La violation du RRIP reprochée au recourant ne peut être qualifiée de peu de gravité. Elle porte atteinte à l'intérêt public au bon fonctionnement de la prison, dont le maintien de relations correctes et respectueuses entre le personnel et les détenus, ainsi qu'entre les détenus eux-mêmes, constitue une condition essentielle.

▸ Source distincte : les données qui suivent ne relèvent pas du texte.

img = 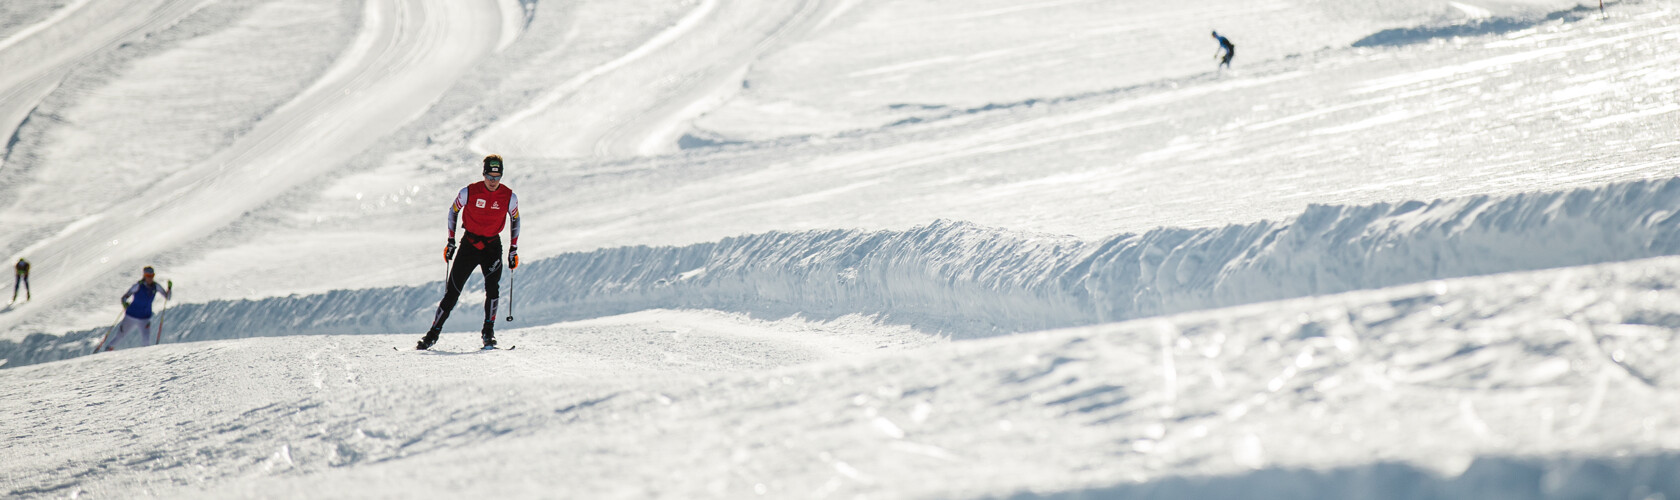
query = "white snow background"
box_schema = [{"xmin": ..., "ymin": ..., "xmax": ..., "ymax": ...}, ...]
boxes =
[{"xmin": 2, "ymin": 0, "xmax": 1680, "ymax": 498}]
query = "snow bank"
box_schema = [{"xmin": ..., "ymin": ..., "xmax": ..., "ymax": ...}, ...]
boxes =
[
  {"xmin": 6, "ymin": 177, "xmax": 1679, "ymax": 367},
  {"xmin": 1004, "ymin": 453, "xmax": 1680, "ymax": 500},
  {"xmin": 1352, "ymin": 2, "xmax": 1609, "ymax": 47}
]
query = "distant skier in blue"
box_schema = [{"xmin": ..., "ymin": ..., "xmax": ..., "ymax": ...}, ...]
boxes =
[
  {"xmin": 1212, "ymin": 31, "xmax": 1235, "ymax": 70},
  {"xmin": 104, "ymin": 266, "xmax": 171, "ymax": 351}
]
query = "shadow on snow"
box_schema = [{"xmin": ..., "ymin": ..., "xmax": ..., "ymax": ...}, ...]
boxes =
[
  {"xmin": 992, "ymin": 452, "xmax": 1680, "ymax": 500},
  {"xmin": 1353, "ymin": 2, "xmax": 1610, "ymax": 48}
]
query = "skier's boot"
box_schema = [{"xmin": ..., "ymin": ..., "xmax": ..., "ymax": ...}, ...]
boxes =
[
  {"xmin": 416, "ymin": 328, "xmax": 440, "ymax": 350},
  {"xmin": 481, "ymin": 321, "xmax": 497, "ymax": 349}
]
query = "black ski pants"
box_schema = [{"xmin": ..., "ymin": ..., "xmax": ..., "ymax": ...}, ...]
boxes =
[
  {"xmin": 12, "ymin": 274, "xmax": 26, "ymax": 299},
  {"xmin": 430, "ymin": 233, "xmax": 502, "ymax": 331}
]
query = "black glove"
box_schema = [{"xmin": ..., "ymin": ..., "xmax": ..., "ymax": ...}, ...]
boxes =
[
  {"xmin": 508, "ymin": 246, "xmax": 519, "ymax": 269},
  {"xmin": 445, "ymin": 239, "xmax": 457, "ymax": 261}
]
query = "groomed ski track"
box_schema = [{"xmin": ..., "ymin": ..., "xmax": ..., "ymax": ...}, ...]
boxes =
[
  {"xmin": 470, "ymin": 0, "xmax": 854, "ymax": 158},
  {"xmin": 0, "ymin": 0, "xmax": 205, "ymax": 172},
  {"xmin": 7, "ymin": 177, "xmax": 1679, "ymax": 367},
  {"xmin": 5, "ymin": 243, "xmax": 1679, "ymax": 498},
  {"xmin": 0, "ymin": 0, "xmax": 507, "ymax": 337}
]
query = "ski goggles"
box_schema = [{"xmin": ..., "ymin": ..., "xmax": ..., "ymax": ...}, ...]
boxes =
[{"xmin": 484, "ymin": 173, "xmax": 502, "ymax": 181}]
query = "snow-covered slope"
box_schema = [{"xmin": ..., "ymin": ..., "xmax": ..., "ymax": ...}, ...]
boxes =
[
  {"xmin": 693, "ymin": 0, "xmax": 1612, "ymax": 140},
  {"xmin": 6, "ymin": 0, "xmax": 1677, "ymax": 339},
  {"xmin": 3, "ymin": 0, "xmax": 1680, "ymax": 498},
  {"xmin": 4, "ymin": 253, "xmax": 1677, "ymax": 498},
  {"xmin": 0, "ymin": 0, "xmax": 507, "ymax": 339}
]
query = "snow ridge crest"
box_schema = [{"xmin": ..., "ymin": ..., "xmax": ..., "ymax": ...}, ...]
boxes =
[{"xmin": 6, "ymin": 177, "xmax": 1680, "ymax": 368}]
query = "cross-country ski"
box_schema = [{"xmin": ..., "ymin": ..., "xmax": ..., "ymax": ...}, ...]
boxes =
[{"xmin": 397, "ymin": 345, "xmax": 516, "ymax": 352}]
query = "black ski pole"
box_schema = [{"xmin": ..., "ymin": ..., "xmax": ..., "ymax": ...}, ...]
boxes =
[
  {"xmin": 505, "ymin": 264, "xmax": 514, "ymax": 322},
  {"xmin": 154, "ymin": 295, "xmax": 169, "ymax": 345}
]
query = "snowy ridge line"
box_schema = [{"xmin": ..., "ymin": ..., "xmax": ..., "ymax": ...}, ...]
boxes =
[
  {"xmin": 5, "ymin": 177, "xmax": 1680, "ymax": 368},
  {"xmin": 1352, "ymin": 1, "xmax": 1611, "ymax": 48}
]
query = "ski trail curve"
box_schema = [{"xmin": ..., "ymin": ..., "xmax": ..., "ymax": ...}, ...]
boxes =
[
  {"xmin": 0, "ymin": 0, "xmax": 506, "ymax": 336},
  {"xmin": 0, "ymin": 0, "xmax": 94, "ymax": 54},
  {"xmin": 0, "ymin": 0, "xmax": 203, "ymax": 172},
  {"xmin": 471, "ymin": 0, "xmax": 849, "ymax": 159},
  {"xmin": 469, "ymin": 0, "xmax": 721, "ymax": 158},
  {"xmin": 603, "ymin": 0, "xmax": 847, "ymax": 157}
]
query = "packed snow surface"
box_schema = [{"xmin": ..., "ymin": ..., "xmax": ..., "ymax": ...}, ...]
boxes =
[{"xmin": 2, "ymin": 0, "xmax": 1679, "ymax": 498}]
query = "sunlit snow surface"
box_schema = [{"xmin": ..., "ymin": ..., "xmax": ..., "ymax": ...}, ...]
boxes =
[
  {"xmin": 5, "ymin": 261, "xmax": 1680, "ymax": 498},
  {"xmin": 2, "ymin": 0, "xmax": 1679, "ymax": 497}
]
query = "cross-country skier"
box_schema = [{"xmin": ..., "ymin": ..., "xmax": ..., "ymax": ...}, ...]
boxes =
[
  {"xmin": 1212, "ymin": 31, "xmax": 1235, "ymax": 70},
  {"xmin": 11, "ymin": 258, "xmax": 28, "ymax": 303},
  {"xmin": 417, "ymin": 154, "xmax": 520, "ymax": 350},
  {"xmin": 106, "ymin": 266, "xmax": 171, "ymax": 351}
]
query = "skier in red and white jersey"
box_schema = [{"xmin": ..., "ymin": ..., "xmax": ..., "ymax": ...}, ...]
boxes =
[{"xmin": 418, "ymin": 154, "xmax": 520, "ymax": 350}]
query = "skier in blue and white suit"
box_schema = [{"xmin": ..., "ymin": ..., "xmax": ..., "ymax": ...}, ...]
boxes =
[{"xmin": 106, "ymin": 266, "xmax": 171, "ymax": 351}]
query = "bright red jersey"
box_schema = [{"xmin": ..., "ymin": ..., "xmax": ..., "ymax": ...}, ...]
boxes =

Le recourant a eu les agissements qui lui sont reprochés alors même que l’agent de détention venait l’informer qu’il avait fait l’objet d’un avertissement pour le comportement qu’il avait adopté la veille.

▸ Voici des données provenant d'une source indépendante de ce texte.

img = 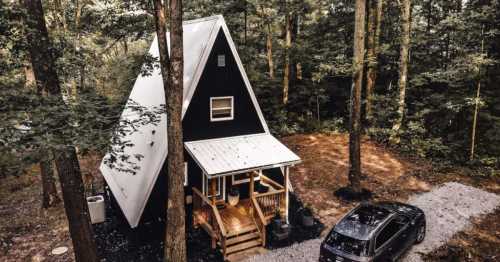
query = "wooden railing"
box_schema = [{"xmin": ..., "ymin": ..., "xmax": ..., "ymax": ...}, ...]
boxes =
[
  {"xmin": 192, "ymin": 187, "xmax": 227, "ymax": 251},
  {"xmin": 250, "ymin": 197, "xmax": 267, "ymax": 246},
  {"xmin": 254, "ymin": 189, "xmax": 286, "ymax": 221}
]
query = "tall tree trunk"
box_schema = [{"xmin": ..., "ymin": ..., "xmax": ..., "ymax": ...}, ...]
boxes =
[
  {"xmin": 390, "ymin": 0, "xmax": 411, "ymax": 144},
  {"xmin": 259, "ymin": 4, "xmax": 275, "ymax": 79},
  {"xmin": 53, "ymin": 0, "xmax": 67, "ymax": 32},
  {"xmin": 290, "ymin": 13, "xmax": 299, "ymax": 82},
  {"xmin": 365, "ymin": 0, "xmax": 384, "ymax": 124},
  {"xmin": 40, "ymin": 157, "xmax": 61, "ymax": 208},
  {"xmin": 22, "ymin": 1, "xmax": 98, "ymax": 261},
  {"xmin": 266, "ymin": 23, "xmax": 275, "ymax": 79},
  {"xmin": 24, "ymin": 58, "xmax": 61, "ymax": 208},
  {"xmin": 283, "ymin": 1, "xmax": 291, "ymax": 105},
  {"xmin": 153, "ymin": 0, "xmax": 170, "ymax": 79},
  {"xmin": 24, "ymin": 61, "xmax": 36, "ymax": 88},
  {"xmin": 244, "ymin": 0, "xmax": 248, "ymax": 46},
  {"xmin": 470, "ymin": 26, "xmax": 485, "ymax": 161},
  {"xmin": 166, "ymin": 0, "xmax": 186, "ymax": 260},
  {"xmin": 152, "ymin": 0, "xmax": 186, "ymax": 261},
  {"xmin": 348, "ymin": 0, "xmax": 367, "ymax": 193},
  {"xmin": 71, "ymin": 0, "xmax": 86, "ymax": 100},
  {"xmin": 426, "ymin": 0, "xmax": 432, "ymax": 57}
]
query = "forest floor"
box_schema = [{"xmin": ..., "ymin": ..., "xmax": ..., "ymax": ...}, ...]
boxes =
[
  {"xmin": 0, "ymin": 169, "xmax": 73, "ymax": 262},
  {"xmin": 281, "ymin": 133, "xmax": 500, "ymax": 227},
  {"xmin": 0, "ymin": 132, "xmax": 499, "ymax": 261}
]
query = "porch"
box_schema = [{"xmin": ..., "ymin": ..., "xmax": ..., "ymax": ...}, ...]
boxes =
[
  {"xmin": 185, "ymin": 134, "xmax": 300, "ymax": 259},
  {"xmin": 191, "ymin": 170, "xmax": 290, "ymax": 259}
]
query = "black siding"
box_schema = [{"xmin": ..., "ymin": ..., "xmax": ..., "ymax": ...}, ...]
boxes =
[{"xmin": 182, "ymin": 29, "xmax": 266, "ymax": 142}]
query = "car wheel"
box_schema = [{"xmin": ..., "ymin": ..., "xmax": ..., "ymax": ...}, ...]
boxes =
[{"xmin": 415, "ymin": 221, "xmax": 426, "ymax": 244}]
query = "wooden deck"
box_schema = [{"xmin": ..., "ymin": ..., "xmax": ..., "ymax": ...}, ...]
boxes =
[{"xmin": 219, "ymin": 199, "xmax": 255, "ymax": 235}]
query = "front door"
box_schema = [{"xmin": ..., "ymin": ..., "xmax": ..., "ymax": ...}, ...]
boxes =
[{"xmin": 203, "ymin": 174, "xmax": 225, "ymax": 202}]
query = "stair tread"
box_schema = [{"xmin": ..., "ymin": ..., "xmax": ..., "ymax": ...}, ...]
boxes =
[
  {"xmin": 226, "ymin": 232, "xmax": 260, "ymax": 246},
  {"xmin": 227, "ymin": 225, "xmax": 258, "ymax": 237},
  {"xmin": 226, "ymin": 239, "xmax": 262, "ymax": 254}
]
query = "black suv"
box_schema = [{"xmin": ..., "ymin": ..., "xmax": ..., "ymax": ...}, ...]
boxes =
[{"xmin": 319, "ymin": 202, "xmax": 426, "ymax": 262}]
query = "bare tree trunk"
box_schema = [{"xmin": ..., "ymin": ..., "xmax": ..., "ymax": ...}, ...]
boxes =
[
  {"xmin": 283, "ymin": 2, "xmax": 291, "ymax": 105},
  {"xmin": 40, "ymin": 159, "xmax": 61, "ymax": 208},
  {"xmin": 259, "ymin": 4, "xmax": 275, "ymax": 79},
  {"xmin": 290, "ymin": 13, "xmax": 299, "ymax": 82},
  {"xmin": 244, "ymin": 0, "xmax": 248, "ymax": 46},
  {"xmin": 53, "ymin": 0, "xmax": 67, "ymax": 32},
  {"xmin": 24, "ymin": 58, "xmax": 61, "ymax": 208},
  {"xmin": 22, "ymin": 1, "xmax": 98, "ymax": 261},
  {"xmin": 153, "ymin": 0, "xmax": 170, "ymax": 79},
  {"xmin": 365, "ymin": 0, "xmax": 384, "ymax": 124},
  {"xmin": 53, "ymin": 149, "xmax": 98, "ymax": 262},
  {"xmin": 266, "ymin": 23, "xmax": 275, "ymax": 79},
  {"xmin": 71, "ymin": 0, "xmax": 87, "ymax": 100},
  {"xmin": 470, "ymin": 26, "xmax": 485, "ymax": 161},
  {"xmin": 390, "ymin": 0, "xmax": 411, "ymax": 144},
  {"xmin": 24, "ymin": 61, "xmax": 36, "ymax": 88},
  {"xmin": 166, "ymin": 0, "xmax": 186, "ymax": 260},
  {"xmin": 152, "ymin": 0, "xmax": 186, "ymax": 261},
  {"xmin": 348, "ymin": 0, "xmax": 367, "ymax": 193}
]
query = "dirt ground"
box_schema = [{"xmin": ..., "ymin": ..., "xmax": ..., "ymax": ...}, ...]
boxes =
[
  {"xmin": 282, "ymin": 133, "xmax": 500, "ymax": 227},
  {"xmin": 0, "ymin": 156, "xmax": 102, "ymax": 262},
  {"xmin": 283, "ymin": 133, "xmax": 431, "ymax": 227},
  {"xmin": 1, "ymin": 133, "xmax": 498, "ymax": 261},
  {"xmin": 0, "ymin": 169, "xmax": 73, "ymax": 262}
]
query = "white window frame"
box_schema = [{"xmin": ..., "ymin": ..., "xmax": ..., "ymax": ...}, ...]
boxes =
[
  {"xmin": 202, "ymin": 174, "xmax": 223, "ymax": 199},
  {"xmin": 210, "ymin": 96, "xmax": 234, "ymax": 122},
  {"xmin": 232, "ymin": 171, "xmax": 261, "ymax": 185},
  {"xmin": 184, "ymin": 162, "xmax": 188, "ymax": 186},
  {"xmin": 217, "ymin": 54, "xmax": 226, "ymax": 67}
]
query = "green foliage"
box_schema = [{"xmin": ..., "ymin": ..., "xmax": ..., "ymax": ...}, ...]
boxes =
[{"xmin": 1, "ymin": 0, "xmax": 499, "ymax": 177}]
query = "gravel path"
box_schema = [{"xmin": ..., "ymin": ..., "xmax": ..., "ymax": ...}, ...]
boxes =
[
  {"xmin": 403, "ymin": 182, "xmax": 500, "ymax": 261},
  {"xmin": 244, "ymin": 182, "xmax": 500, "ymax": 262}
]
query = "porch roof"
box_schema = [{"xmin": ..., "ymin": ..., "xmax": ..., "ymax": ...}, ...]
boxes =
[{"xmin": 184, "ymin": 133, "xmax": 301, "ymax": 178}]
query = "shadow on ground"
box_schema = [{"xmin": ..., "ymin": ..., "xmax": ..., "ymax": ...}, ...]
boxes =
[{"xmin": 94, "ymin": 192, "xmax": 323, "ymax": 261}]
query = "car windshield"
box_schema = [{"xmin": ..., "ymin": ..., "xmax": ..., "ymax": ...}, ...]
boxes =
[{"xmin": 326, "ymin": 231, "xmax": 369, "ymax": 257}]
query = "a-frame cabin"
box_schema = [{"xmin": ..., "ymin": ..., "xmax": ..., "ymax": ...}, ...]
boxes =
[{"xmin": 100, "ymin": 15, "xmax": 301, "ymax": 259}]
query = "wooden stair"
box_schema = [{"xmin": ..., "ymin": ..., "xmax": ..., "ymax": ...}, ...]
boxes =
[{"xmin": 222, "ymin": 224, "xmax": 263, "ymax": 260}]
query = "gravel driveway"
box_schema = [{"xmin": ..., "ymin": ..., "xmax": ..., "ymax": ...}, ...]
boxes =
[{"xmin": 244, "ymin": 182, "xmax": 500, "ymax": 262}]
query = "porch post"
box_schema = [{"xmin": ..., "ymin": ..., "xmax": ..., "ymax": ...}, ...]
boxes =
[
  {"xmin": 284, "ymin": 166, "xmax": 289, "ymax": 223},
  {"xmin": 210, "ymin": 177, "xmax": 216, "ymax": 249},
  {"xmin": 210, "ymin": 178, "xmax": 216, "ymax": 205},
  {"xmin": 249, "ymin": 172, "xmax": 255, "ymax": 197}
]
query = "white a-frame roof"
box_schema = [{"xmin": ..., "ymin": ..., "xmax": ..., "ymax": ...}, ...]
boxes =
[{"xmin": 99, "ymin": 15, "xmax": 268, "ymax": 228}]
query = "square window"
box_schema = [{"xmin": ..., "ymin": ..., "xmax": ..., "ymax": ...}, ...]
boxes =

L’intimée n'a pas abusé de son pouvoir d'appréciation dans le choix de la sanction et la fixation de sa quotité, qui se situe au bas de la fourchette fixée par l'art. 47 al. 3 let. g RRIP, et est par ailleurs conforme à la jurisprudence rappelée ci- dessus.

Entièrement mal fondé, le recours sera rejeté.

4.             La procédure étant gratuite, il ne sera pas perçu d’émolument. Vu l’issue du litige, aucune indemnité de procédure ne sera allouée (art. 87 LPA).

 

* * * * *

PAR CES MOTIFS
LA CHAMBRE ADMINISTRATIVE

à la forme :

déclare recevable le recours interjeté le 8 mai 2025 par A______ contre la décision de la prison de Champ-Dollon du 3 mai 2025 ;

au fond :

le rejette ;

dit qu’il n’est pas perçu d’émolument ni alloué d’indemnité de procédure ;

dit que conformément aux art. 78 et ss de la loi fédérale sur le Tribunal fédéral du 17 juin 2005 (LTF - RS 173.110), le présent arrêt peut être porté dans les trente jours qui suivent sa notification par-devant le Tribunal fédéral, par la voie du recours en matière pénale ; le mémoire de recours doit indiquer les conclusions, motifs et moyens de preuve et porter la signature du recourant ou de son mandataire ; il doit être adressé au Tribunal fédéral suisse, av. du Tribunal fédéral 29, 1000 Lausanne 14, par voie postale ou par voie électronique aux conditions de l’art. 42 LTF. Le présent arrêt et les pièces en possession du recourant, invoquées comme moyens de preuve, doivent être joints à l’envoi ;

communique le présent arrêt à A______ ainsi qu'à la prison de Champ-Dollon.

Siégeant : Florence KRAUSKOPF, présidente, Jean-Marc VERNIORY, Claudio MASCOTTO, juges.

Au nom de la chambre administrative :

la greffière :

 

 

A.S. SUDAN PEREIRA

 

 

la présidente siégeant :

 

 

F. KRAUSKOPF


Copie conforme de cet arrêt a été communiquée aux parties.